In October 1942 leaflets appeared in Egypt. The occasion was the British Eighth Army victory over Rommel’s Afrika Korps at El Alamein, which at last made the Allies confident they could drive the Axis out of the Middle East. Moreover, the first American observers had arrived in North Africa in preparation for Operation Torch, the invasion of Morocco and Algeria scheduled for the following month. The leaflets, printed in Arabic and signed by President Roosevelt. proclaimed:

“… Behold. We the American Holy Warriors have arrived. We have come here to fight the great Jihad of Freedom…. Assemble along the highways to welcome your brothers. We have come to set you free. Speak with our fighting men and you will find them pleasing to the eye and gladdening to the heart. We are not as some other Christians whom ye have known, and who trample you under foot. Our soldiers consider you as their brothers, for we have been reared in the way of free men. Our soldiers have been told about your country and about their Moslem brothers and they will treat you with respect and with a friendly spirit in the eyes of God…”[1]

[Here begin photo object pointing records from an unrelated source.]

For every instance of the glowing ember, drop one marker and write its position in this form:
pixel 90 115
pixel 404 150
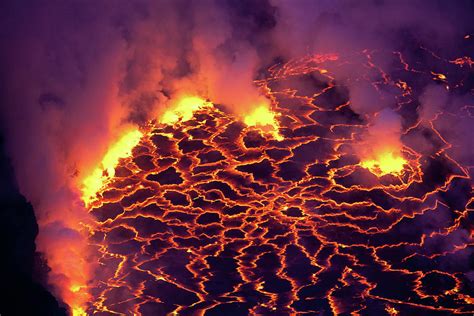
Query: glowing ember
pixel 385 163
pixel 265 119
pixel 78 311
pixel 184 109
pixel 106 170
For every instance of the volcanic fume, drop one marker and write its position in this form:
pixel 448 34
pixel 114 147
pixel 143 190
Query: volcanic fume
pixel 280 212
pixel 246 157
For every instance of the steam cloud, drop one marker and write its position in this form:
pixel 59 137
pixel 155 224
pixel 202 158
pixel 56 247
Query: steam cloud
pixel 77 73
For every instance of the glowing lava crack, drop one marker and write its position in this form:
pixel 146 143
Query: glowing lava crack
pixel 210 215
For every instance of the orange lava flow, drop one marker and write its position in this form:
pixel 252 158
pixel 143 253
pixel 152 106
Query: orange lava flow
pixel 385 163
pixel 210 214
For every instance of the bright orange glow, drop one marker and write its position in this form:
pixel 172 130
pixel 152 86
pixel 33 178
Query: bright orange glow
pixel 264 118
pixel 183 110
pixel 106 169
pixel 78 311
pixel 385 163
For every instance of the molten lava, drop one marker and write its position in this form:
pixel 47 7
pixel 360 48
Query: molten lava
pixel 210 215
pixel 122 148
pixel 265 119
pixel 385 163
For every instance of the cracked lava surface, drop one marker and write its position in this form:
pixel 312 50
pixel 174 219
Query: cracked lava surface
pixel 210 216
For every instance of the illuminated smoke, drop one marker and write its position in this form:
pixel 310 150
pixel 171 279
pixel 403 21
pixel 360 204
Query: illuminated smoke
pixel 79 75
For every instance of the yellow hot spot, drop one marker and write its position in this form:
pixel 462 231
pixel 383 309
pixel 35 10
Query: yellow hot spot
pixel 385 163
pixel 78 311
pixel 263 117
pixel 122 148
pixel 183 110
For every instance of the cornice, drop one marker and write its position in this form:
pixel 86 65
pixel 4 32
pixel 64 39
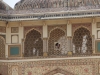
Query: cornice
pixel 51 15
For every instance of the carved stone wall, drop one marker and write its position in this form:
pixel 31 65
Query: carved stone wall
pixel 33 45
pixel 27 29
pixel 46 67
pixel 82 41
pixel 57 36
pixel 3 70
pixel 85 25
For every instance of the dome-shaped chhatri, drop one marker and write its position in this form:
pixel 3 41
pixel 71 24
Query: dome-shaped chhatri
pixel 33 4
pixel 4 6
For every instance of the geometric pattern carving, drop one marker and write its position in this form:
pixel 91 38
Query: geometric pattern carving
pixel 3 70
pixel 33 45
pixel 64 27
pixel 82 41
pixel 14 70
pixel 14 30
pixel 57 71
pixel 2 47
pixel 38 28
pixel 2 29
pixel 57 44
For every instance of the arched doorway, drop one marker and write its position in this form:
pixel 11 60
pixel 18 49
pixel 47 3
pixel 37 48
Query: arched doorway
pixel 57 43
pixel 2 47
pixel 33 45
pixel 82 41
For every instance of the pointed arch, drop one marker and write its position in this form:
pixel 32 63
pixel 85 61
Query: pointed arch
pixel 33 44
pixel 30 31
pixel 57 37
pixel 82 41
pixel 57 28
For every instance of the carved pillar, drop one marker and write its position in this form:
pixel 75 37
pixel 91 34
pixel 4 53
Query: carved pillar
pixel 93 44
pixel 69 39
pixel 45 39
pixel 45 47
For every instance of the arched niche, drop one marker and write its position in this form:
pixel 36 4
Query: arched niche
pixel 82 41
pixel 57 43
pixel 33 44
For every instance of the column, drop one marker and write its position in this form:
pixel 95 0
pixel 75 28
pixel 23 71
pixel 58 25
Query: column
pixel 45 40
pixel 93 44
pixel 69 37
pixel 45 47
pixel 94 34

We may forgive such condescending propaganda on the grounds that Arabs, Persians, and other Muslims were hardly the focus of U.S. geopolitics then that they are today. During World War II they seemed just backward, superstitious, and thieving peoples who happened to be in the way of the armies fighting for control of the world.

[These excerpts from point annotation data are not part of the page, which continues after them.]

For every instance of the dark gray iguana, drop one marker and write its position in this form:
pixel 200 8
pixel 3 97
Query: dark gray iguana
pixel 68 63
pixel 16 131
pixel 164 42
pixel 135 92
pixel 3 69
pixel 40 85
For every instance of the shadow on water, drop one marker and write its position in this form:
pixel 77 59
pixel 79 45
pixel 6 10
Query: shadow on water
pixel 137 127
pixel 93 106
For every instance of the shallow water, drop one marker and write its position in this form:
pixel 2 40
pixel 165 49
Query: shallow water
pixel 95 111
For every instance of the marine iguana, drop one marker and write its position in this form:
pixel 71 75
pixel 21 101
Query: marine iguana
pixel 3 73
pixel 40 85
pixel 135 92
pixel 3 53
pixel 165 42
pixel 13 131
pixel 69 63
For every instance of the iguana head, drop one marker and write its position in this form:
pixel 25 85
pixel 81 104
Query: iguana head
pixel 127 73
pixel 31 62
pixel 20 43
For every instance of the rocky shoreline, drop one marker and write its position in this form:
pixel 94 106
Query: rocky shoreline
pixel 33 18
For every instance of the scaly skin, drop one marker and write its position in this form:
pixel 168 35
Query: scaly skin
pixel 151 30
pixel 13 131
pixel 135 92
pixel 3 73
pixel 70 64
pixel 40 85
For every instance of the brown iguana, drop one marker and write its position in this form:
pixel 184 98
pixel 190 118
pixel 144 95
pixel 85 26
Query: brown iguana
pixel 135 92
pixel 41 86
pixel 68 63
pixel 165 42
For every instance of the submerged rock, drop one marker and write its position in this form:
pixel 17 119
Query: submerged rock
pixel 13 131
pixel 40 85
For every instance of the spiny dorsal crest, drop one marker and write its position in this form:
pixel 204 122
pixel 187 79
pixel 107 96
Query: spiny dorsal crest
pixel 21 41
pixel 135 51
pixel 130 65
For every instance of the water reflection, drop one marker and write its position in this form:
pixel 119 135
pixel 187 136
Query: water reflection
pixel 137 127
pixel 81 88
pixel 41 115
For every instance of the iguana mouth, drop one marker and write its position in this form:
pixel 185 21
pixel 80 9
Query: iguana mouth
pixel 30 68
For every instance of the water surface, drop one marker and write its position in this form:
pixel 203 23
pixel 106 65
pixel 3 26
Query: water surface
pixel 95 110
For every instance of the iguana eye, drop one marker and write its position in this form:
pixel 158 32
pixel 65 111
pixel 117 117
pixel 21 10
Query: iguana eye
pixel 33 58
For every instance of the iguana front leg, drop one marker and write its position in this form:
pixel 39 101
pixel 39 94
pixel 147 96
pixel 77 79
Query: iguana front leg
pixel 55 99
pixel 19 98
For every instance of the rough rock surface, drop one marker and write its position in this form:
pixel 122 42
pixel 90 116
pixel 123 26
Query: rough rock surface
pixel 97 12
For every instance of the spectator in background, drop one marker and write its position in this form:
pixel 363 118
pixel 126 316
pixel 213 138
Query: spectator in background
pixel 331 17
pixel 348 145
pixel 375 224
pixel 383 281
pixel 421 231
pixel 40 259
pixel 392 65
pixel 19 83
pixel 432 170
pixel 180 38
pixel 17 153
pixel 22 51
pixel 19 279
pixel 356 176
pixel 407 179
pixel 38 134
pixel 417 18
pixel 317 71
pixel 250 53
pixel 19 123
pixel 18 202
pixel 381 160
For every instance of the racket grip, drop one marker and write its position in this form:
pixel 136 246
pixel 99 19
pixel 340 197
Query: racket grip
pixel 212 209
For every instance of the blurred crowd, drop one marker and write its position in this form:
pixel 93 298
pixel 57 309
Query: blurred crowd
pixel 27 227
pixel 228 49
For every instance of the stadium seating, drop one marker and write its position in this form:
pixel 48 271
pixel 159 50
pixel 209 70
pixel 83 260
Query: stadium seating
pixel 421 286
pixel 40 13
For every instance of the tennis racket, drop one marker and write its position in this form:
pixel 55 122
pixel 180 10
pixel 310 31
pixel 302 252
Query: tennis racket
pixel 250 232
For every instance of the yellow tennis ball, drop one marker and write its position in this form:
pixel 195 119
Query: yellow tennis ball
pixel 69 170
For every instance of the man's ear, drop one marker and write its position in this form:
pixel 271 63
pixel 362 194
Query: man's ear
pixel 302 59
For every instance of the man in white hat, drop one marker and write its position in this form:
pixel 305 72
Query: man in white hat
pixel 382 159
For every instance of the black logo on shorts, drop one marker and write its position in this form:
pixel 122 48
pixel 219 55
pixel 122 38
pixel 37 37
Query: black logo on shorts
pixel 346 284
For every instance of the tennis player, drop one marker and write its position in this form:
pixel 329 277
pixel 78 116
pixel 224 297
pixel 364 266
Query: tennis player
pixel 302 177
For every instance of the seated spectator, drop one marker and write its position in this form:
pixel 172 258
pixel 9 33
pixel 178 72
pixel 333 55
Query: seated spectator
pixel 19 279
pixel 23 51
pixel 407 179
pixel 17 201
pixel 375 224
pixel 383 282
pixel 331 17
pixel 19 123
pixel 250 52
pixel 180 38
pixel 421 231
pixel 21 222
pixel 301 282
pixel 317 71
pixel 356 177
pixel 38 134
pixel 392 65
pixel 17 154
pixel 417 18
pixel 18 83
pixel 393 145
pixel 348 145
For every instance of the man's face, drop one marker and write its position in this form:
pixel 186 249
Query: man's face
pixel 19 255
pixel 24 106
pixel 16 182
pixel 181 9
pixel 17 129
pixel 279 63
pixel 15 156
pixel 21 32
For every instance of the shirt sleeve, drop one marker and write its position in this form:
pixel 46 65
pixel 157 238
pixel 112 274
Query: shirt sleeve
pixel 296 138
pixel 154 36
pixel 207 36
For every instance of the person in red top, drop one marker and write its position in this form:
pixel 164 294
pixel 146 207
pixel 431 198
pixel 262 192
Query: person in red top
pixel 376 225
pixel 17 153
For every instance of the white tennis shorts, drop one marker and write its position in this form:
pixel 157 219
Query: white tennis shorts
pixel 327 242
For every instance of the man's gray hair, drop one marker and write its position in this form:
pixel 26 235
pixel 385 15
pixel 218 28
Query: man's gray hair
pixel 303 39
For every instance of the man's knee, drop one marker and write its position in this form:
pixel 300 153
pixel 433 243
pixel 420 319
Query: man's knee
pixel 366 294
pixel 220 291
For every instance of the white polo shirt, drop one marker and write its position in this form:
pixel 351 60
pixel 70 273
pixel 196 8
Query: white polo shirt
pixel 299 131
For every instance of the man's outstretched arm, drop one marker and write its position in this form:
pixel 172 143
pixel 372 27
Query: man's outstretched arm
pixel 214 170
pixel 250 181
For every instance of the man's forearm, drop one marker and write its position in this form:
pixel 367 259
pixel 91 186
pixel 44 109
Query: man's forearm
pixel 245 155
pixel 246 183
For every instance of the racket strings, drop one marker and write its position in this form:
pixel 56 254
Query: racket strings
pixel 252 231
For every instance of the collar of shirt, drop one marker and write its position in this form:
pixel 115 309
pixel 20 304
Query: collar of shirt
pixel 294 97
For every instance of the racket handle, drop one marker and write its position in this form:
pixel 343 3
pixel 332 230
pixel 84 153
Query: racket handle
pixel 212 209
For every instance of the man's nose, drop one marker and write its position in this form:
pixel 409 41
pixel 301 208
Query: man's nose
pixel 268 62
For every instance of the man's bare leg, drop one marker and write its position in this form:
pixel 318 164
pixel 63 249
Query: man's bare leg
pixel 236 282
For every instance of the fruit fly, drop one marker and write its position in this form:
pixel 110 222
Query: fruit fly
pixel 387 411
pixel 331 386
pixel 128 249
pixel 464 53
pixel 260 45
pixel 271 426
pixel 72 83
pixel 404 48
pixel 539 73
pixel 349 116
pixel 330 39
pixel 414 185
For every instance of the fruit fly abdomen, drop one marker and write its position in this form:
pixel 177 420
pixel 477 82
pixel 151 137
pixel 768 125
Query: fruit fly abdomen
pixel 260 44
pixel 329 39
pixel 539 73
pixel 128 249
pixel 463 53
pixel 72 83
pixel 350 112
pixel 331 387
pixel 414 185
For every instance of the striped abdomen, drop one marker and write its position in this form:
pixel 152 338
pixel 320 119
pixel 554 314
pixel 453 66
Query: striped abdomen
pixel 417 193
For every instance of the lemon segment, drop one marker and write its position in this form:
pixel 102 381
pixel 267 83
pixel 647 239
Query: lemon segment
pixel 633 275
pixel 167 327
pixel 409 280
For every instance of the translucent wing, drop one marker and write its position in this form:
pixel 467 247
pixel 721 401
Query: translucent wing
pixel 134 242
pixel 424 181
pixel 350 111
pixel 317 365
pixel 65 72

That isn’t to say that the United States has not been engaged with the Middle East throughout its history, at first modestly but with increasing intensity. Moreover, the Middle East has always held a certain fascination for various groups of Americans whether or not their government was entangled there. But not until 1979, when Jimmy Carter’s national security advisor Zbigniew Brzezinski called the Islamic Crescent an Arc of Crisis, did the Middle East take center stage. By that time all the major U.S. foreign policy traditions were already in place.

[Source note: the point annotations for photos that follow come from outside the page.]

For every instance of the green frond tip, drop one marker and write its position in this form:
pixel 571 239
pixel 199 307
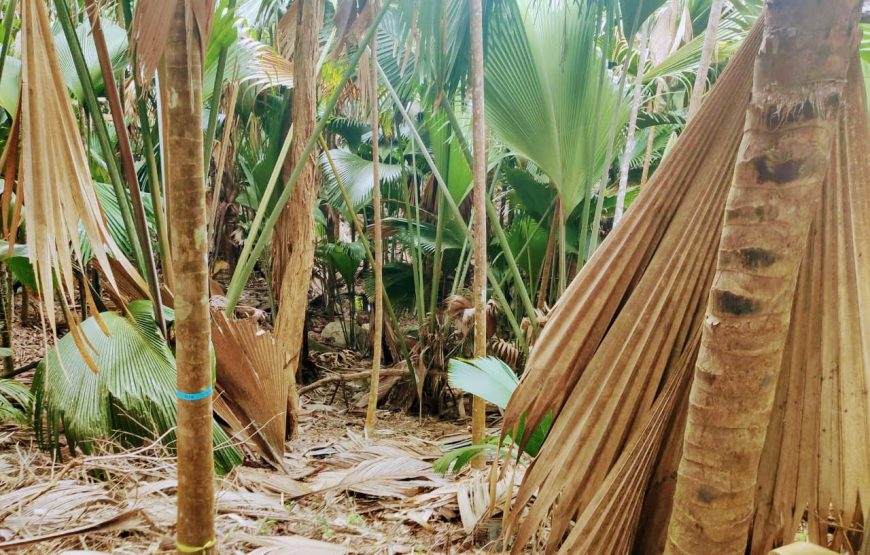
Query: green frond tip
pixel 15 402
pixel 129 401
pixel 494 381
pixel 488 378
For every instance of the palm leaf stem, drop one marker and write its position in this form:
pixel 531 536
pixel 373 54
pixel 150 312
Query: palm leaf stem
pixel 246 265
pixel 100 128
pixel 454 209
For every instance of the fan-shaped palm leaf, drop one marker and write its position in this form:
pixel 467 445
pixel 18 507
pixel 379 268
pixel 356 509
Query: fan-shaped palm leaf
pixel 547 94
pixel 130 398
pixel 14 400
pixel 355 173
pixel 10 83
pixel 53 170
pixel 116 43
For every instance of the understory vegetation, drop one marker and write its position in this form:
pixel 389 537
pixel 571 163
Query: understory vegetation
pixel 623 244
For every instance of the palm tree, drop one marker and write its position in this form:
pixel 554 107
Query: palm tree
pixel 479 199
pixel 293 243
pixel 377 321
pixel 706 57
pixel 791 124
pixel 182 84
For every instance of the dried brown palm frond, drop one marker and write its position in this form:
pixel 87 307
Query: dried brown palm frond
pixel 251 370
pixel 507 351
pixel 608 465
pixel 815 463
pixel 150 31
pixel 53 172
pixel 603 362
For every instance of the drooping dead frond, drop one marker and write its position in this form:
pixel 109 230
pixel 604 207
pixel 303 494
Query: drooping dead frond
pixel 615 342
pixel 814 464
pixel 268 68
pixel 250 370
pixel 58 192
pixel 151 30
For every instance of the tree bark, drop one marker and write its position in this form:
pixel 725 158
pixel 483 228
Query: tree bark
pixel 636 100
pixel 378 312
pixel 799 79
pixel 187 215
pixel 294 241
pixel 706 57
pixel 478 139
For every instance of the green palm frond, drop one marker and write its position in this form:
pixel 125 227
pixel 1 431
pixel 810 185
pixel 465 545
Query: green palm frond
pixel 355 173
pixel 683 63
pixel 548 94
pixel 10 83
pixel 420 235
pixel 114 220
pixel 345 258
pixel 116 44
pixel 129 400
pixel 15 402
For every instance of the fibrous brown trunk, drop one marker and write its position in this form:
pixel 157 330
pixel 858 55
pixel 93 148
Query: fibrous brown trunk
pixel 791 121
pixel 478 405
pixel 293 241
pixel 377 237
pixel 187 214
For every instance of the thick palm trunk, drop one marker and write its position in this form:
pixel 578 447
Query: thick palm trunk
pixel 478 405
pixel 187 216
pixel 293 242
pixel 790 125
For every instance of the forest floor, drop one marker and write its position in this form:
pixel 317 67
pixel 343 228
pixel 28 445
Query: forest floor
pixel 341 493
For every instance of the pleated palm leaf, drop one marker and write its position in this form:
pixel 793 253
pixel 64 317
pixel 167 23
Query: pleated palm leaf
pixel 60 197
pixel 548 94
pixel 15 401
pixel 355 174
pixel 130 399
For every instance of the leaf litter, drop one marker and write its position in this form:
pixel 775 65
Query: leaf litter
pixel 340 493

It is my assigned task to provide the overarching context of American foreign relations in the twentieth and twenty-first centuries. My most telling message is that the strategies and methodologies—the ends and means of America as a world power—were all contrived to surmount crises and challenges elsewhere in the world. They had no initial relevance to Islamic cultures or Middle East geography, but had somehow to be applied to Middle Eastern policies once they had pushed themselves onto the American foreign policy agenda. That is why I shall have nothing more to say on the Middle East until the very end.

U.S. Foreign Policy Traditions

The genesis of these remarks date from 1988, when I left Berkeley to become chair of the international relations program at Penn. Since Penn’s U.S. diplomatic historian Bruce Kuklick was away that first year, I agreed to work up lectures for a survey course in that field. It occurred to me that a good way to structure the course would be to focus on the discrete traditions that Americans founded regarding their proper place in the world. I defined a genuine tradition as a principle or strategy that “commanded solid bipartisan support, outlived the era that gave it birth, entered the permanent lexicon of our national discourse, and continued to resonate with a portion of the American public even during eras when it did not directly inspire policy.”[2]

I identified eight, divided into two groups (see handout, www.fpri.org/education/modernmiddleeast/). The first four, what I call our Old Testament, defined U.S. grand strategy during its first century: (1) Independence, Unity, and Liberty at Home, or “Exceptionalism” (as properly understood); (2) Unilateralism, or “Isolationism” (as mistakenly derided); (3) the American System, or Monroe Doctrine (as commonly called); and (4) Expansionism, or Manifest Destiny (as triumphantly touted). These were designed to prevent the outside world from shaping America on the assumption that the wicked Old World must threaten or corrupt. The last four, our New Testament, defined U.S. grand strategy during its second century: (5) Progressive Imperialism; (6) Wilsonianism, or Liberal Internationalism; (7) Containment; and (8) Global Meliorism. These were designed to help America shape the outside world on the assumption that the benevolent New World must uplift and reform.

It struck me that the frequent confusion in U.S. foreign policy stemmed not from false dichotomies between a mythical Realism vs. Idealism, or Isolationism vs. Interventionism, but rather from tensions among our twentieth-century traditions and between the twentieth- and nineteenth-century ones. Americans imagine theirs to be a Crusader State destined to transform the world in the pursuit of justice and freedom, but at the same time they want America to remain a Promised Land, uncorrupted by the world outside.

The Old Testament

One of my first discoveries was that America’s vaunted moral Exceptionalism had little to do with foreign relations. To be sure, American colonists believed their country was destined to be different and better than others. Colonial leaders imagined America a land set apart and called by Providence and Enlightenment Reason alike to “begin the world over again.” That is what historians mean when they refer to American messianism, mission, idealism, or the morally neutral term Exceptionalism.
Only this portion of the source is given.